American naval officer

Lyman Atkinson Cotten (December 18, 1874 - January 12, 1926) was an officer of the United States Navy.

==Biography==
Cotten was born 18 December 1874 in Wilson, N.C. to Robert Randolph Cotten and Sallie Sims Southall Cotten. His father was a Confederate States Army Colonel and later served as both state representative and state senator.
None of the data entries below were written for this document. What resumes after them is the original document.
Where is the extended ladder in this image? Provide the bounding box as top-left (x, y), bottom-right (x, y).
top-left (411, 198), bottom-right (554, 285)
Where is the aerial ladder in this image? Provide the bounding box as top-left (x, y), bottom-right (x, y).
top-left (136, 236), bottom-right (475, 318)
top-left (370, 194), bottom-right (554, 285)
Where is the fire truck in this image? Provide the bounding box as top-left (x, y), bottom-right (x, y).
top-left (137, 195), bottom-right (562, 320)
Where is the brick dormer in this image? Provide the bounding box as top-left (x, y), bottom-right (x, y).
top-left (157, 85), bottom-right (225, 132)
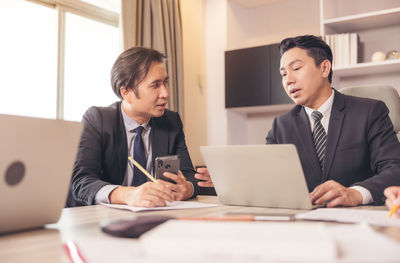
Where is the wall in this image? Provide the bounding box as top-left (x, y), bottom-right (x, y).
top-left (180, 0), bottom-right (207, 165)
top-left (206, 0), bottom-right (319, 145)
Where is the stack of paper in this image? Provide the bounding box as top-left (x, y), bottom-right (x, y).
top-left (296, 208), bottom-right (400, 227)
top-left (140, 220), bottom-right (336, 262)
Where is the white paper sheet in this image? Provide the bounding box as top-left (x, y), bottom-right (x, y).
top-left (296, 208), bottom-right (400, 228)
top-left (101, 201), bottom-right (217, 212)
top-left (140, 220), bottom-right (336, 262)
top-left (328, 224), bottom-right (400, 263)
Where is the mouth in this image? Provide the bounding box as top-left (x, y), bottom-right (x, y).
top-left (289, 88), bottom-right (301, 98)
top-left (156, 102), bottom-right (167, 110)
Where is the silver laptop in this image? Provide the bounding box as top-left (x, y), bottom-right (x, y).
top-left (0, 114), bottom-right (82, 233)
top-left (200, 144), bottom-right (312, 209)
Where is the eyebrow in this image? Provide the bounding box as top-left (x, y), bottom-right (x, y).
top-left (150, 76), bottom-right (169, 85)
top-left (279, 59), bottom-right (302, 70)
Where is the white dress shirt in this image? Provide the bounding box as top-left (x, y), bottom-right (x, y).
top-left (304, 90), bottom-right (373, 205)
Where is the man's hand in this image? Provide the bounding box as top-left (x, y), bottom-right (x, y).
top-left (163, 171), bottom-right (194, 201)
top-left (383, 186), bottom-right (400, 218)
top-left (109, 180), bottom-right (174, 207)
top-left (194, 168), bottom-right (214, 187)
top-left (310, 180), bottom-right (362, 207)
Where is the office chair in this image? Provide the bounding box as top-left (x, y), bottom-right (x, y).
top-left (339, 86), bottom-right (400, 141)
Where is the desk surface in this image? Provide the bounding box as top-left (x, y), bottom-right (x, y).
top-left (0, 196), bottom-right (400, 262)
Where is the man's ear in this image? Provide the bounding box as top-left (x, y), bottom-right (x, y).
top-left (119, 86), bottom-right (131, 101)
top-left (320, 59), bottom-right (332, 78)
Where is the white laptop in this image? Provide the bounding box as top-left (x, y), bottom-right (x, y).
top-left (0, 114), bottom-right (82, 233)
top-left (200, 144), bottom-right (312, 209)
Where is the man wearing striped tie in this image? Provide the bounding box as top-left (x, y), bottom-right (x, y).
top-left (67, 47), bottom-right (199, 207)
top-left (267, 35), bottom-right (400, 207)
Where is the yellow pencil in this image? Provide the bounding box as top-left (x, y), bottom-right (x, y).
top-left (389, 205), bottom-right (399, 218)
top-left (128, 156), bottom-right (157, 183)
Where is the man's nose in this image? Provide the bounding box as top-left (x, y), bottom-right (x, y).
top-left (160, 84), bottom-right (169, 98)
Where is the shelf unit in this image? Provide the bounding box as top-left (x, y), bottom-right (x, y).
top-left (320, 0), bottom-right (400, 92)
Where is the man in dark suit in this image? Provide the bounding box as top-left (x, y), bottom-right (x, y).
top-left (198, 35), bottom-right (400, 207)
top-left (267, 35), bottom-right (400, 207)
top-left (67, 47), bottom-right (199, 207)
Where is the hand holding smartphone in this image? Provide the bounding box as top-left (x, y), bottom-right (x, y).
top-left (155, 155), bottom-right (180, 184)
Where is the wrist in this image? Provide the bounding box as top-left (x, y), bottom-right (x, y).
top-left (108, 186), bottom-right (135, 204)
top-left (185, 181), bottom-right (194, 200)
top-left (349, 188), bottom-right (363, 206)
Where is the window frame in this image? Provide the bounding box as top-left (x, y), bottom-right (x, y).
top-left (26, 0), bottom-right (120, 120)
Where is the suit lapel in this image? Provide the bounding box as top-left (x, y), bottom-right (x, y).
top-left (295, 107), bottom-right (322, 185)
top-left (114, 103), bottom-right (128, 184)
top-left (322, 90), bottom-right (345, 181)
top-left (150, 117), bottom-right (169, 170)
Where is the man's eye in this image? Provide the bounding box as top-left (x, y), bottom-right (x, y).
top-left (150, 82), bottom-right (160, 89)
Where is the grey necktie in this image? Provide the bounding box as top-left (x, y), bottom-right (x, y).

Cotten studied at Bronson's School in Warrenton and Horner's School in Oxford. He entered the United States Naval Academy in 1894, graduating with the class of 1898. His graduation occurred two months early due to the impending Spanish–American War, in which he also participated. After serving at sea, he studied at the Naval War College, and was naval attaché to Japan and China. In World War I, he was awarded the Navy's Distinguished Service Medal for establishing and commanding the naval base at Plymouth, England.

He married Elizabeth Brownrigg Henderson on July 16, 1908.

Further service in command at sea, on staff duty, and again as naval attaché in Tokyo preceded important duties in Washington, D.C. He wrote several articles for the United States Naval Institute's Proceedings, one of which, "Commerce Destroying in War", won the Institute's Gold Medal in 1917. He also wrote a number of songs that proved popular among Navy sailors.

While at sea commanding Richmond (CL-9) he collapsed with a high fever. He was put ashore at the Naval Hospital at Norfolk, Virginia, where he died of pneumonia on 12 January 1926. His body was transferred to Arlington National Cemetery, where he is buried in Section 4, Plot 3331.

==Legacy==
In 1943, the destroyer USS Cotten (DD-669) was named in his honor.